Nothing is forbidden, everything is printed. Which is why his work has such universality to it. It’s the inside of his head, first, but it’s a representation of the inside of all our heads, too. If it’s true that our entire life flashes past us as we die, Araki’s oeuvre is perhaps an attempt to create that experience. (It’s not true, by the way, that our life flashes past us as we die. Studies of the ‘back-from-the-dead’ – ie those of us who have physically died but been reincarted by the powers of modern medicine – have found no evidence of it, anyway. Instead, perhaps, Araki’s entire life flashes past us as we die.)
There’s despair in his work, too – scarcely news to Araki himself. ‘After Yoko’s death I wanted to photograph nothing but life. However, each time I pressed the trigger, I closed on death, for if you photograph, then you stop time. I want to tell you one thing, and listen well: Photography is murder.’

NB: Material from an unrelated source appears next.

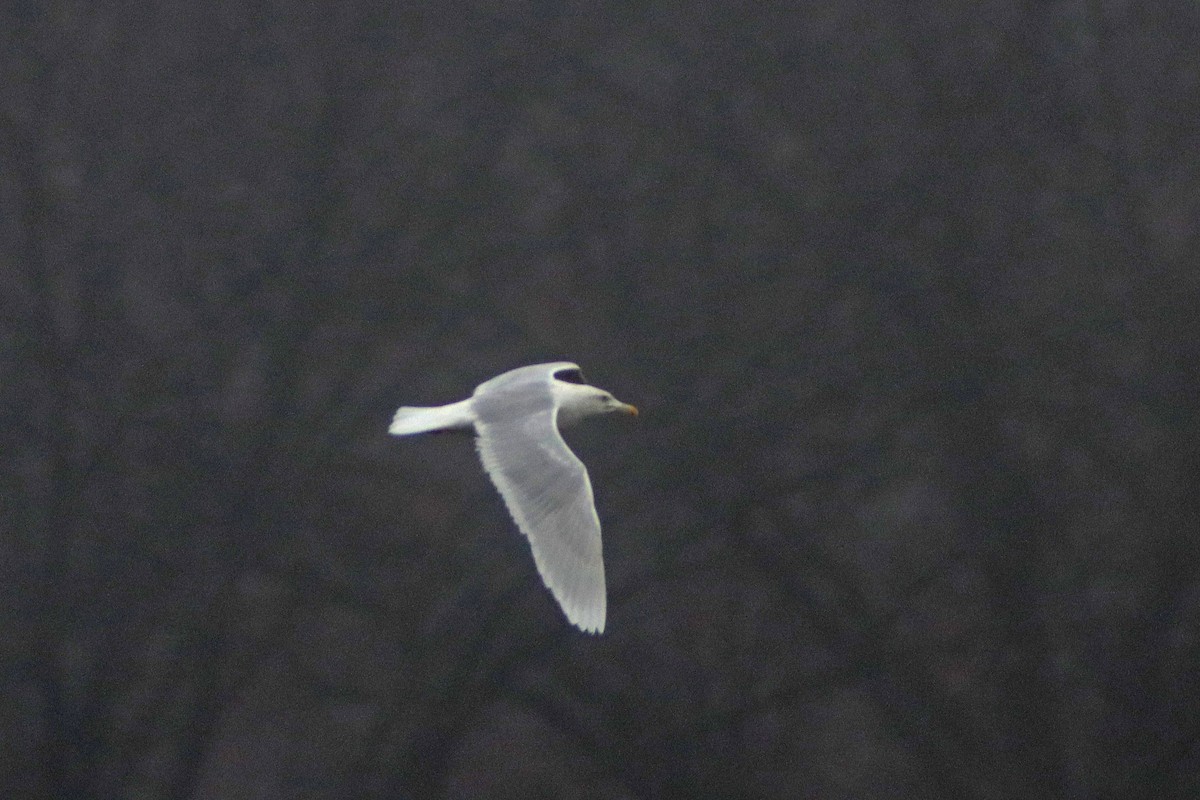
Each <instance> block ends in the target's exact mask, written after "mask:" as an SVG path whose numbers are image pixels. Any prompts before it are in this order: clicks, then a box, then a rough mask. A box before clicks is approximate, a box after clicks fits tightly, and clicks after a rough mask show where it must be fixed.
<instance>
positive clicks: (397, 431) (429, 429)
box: [388, 401, 475, 437]
mask: <svg viewBox="0 0 1200 800" xmlns="http://www.w3.org/2000/svg"><path fill="white" fill-rule="evenodd" d="M474 427H475V416H474V415H473V414H472V413H470V401H461V402H458V403H450V404H449V405H433V407H424V408H422V407H418V405H401V407H400V410H397V411H396V416H395V417H392V420H391V426H390V427H389V428H388V433H391V434H394V435H397V437H407V435H409V434H413V433H433V432H436V431H469V429H472V428H474Z"/></svg>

He has also often said, in various ways, that, for him sex and death are inseparable desires. It is, of course, his sex pictures that have gained most attention. To some, they are simply pornographic – as if that were necessarily a bad thing. Direct imagery, designed simply to arouse, is a Japanese staple. You see people – well, men – studying it on subway trains. You see it in the erotic images of Shunga, which are said to have been a significant influence on Araki. Probably the most famous Shunga print is Hokusai’s The Dream of the Fisherman’s Wife (1814), a woman having sex with a pair of octopuses. ‘Goood! Whew! Aah! Good, good, aaaaaaaaaah!’ reads part of the caption.’ So pornographic. So comic strip. So funny. So Araki.
His work has appeared in Japanese Playboy and the wonderfully titled S&M Sniper magazine. He’s made a porn film – neither Araki nor porno fans much liked it. And he’s made many, many pictures of young women trussed in ropes – the Japanese form of erotic bondage, kinbaku, which became widely popular during the 1950s, ie Araki’s teenhood.

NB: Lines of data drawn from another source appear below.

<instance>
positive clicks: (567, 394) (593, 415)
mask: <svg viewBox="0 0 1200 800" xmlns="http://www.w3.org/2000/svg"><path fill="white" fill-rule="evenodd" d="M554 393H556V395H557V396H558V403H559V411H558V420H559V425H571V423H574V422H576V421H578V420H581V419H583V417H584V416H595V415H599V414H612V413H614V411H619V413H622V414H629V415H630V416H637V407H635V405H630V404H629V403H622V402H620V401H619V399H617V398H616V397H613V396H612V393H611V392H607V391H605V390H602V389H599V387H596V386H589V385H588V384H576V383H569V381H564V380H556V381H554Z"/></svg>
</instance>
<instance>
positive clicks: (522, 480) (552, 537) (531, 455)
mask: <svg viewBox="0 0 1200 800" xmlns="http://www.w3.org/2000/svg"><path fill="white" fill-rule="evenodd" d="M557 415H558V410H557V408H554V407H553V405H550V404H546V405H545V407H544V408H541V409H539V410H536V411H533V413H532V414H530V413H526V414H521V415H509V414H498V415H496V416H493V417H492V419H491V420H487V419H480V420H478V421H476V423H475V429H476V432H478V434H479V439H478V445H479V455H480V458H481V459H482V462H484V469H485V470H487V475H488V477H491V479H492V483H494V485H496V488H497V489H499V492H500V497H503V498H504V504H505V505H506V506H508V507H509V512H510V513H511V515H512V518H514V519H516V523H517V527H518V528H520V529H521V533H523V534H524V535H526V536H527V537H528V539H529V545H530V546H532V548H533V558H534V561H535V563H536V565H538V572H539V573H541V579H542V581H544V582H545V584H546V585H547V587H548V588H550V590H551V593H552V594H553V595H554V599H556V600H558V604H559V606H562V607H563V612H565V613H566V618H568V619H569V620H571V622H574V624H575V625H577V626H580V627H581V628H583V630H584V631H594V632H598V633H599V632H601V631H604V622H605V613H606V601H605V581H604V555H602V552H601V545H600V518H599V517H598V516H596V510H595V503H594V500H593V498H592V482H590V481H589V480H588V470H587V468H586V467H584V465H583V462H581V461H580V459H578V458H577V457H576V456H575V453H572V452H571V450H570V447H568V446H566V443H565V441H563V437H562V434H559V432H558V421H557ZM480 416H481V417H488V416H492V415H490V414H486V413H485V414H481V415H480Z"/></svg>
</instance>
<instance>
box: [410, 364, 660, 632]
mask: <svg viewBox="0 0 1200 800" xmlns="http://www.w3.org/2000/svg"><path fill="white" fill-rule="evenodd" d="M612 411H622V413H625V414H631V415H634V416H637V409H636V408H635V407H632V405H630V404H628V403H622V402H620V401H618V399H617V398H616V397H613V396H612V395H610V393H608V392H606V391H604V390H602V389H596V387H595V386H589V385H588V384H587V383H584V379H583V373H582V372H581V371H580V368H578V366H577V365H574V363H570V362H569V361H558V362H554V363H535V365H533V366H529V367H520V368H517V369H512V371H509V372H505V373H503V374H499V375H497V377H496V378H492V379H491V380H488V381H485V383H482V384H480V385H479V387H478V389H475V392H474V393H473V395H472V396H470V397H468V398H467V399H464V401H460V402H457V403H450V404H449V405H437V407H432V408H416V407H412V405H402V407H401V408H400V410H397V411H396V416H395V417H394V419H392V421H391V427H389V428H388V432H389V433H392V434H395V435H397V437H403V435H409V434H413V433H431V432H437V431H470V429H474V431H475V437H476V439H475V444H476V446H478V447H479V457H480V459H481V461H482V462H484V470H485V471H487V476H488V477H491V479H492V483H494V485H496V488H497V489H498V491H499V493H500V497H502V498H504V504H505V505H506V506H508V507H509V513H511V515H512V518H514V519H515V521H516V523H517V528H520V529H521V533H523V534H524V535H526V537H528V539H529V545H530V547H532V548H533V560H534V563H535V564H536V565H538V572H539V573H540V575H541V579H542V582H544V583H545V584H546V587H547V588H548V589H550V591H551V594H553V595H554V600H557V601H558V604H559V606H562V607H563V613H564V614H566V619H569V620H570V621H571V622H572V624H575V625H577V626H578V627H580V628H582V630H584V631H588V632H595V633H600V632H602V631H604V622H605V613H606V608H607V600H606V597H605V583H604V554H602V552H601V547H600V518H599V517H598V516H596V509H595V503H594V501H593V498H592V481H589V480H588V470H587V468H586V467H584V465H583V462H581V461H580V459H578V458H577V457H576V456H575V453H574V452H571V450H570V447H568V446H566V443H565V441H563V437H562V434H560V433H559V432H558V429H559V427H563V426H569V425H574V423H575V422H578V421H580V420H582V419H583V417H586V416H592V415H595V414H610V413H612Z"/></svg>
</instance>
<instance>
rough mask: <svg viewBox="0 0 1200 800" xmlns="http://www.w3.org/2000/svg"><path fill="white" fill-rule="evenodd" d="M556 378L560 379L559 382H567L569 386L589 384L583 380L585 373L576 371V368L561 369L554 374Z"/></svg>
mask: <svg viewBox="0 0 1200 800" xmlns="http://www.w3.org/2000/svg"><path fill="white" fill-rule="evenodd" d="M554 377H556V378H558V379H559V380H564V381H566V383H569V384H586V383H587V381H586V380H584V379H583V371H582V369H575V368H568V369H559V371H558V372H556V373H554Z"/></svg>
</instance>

That these pictures are not to be taken entirely at face value is perhaps indicated by the obvious fakeness of the blood. ‘I only tie up a woman’s body because I know I cannot tie up her heart,’ he said. ‘For Araki, faces are the real private parts,’ wrote Adrian Searle. ‘I don’t take photographs with my head,’ said Araki. ‘I take them with my dick.’
He has been fined for pornography but the fines have been small. He’s something of a god in Tokyo. He even has his own private karaoke bar in the city. It’s been used for fashion shoots for Nippon Vogue.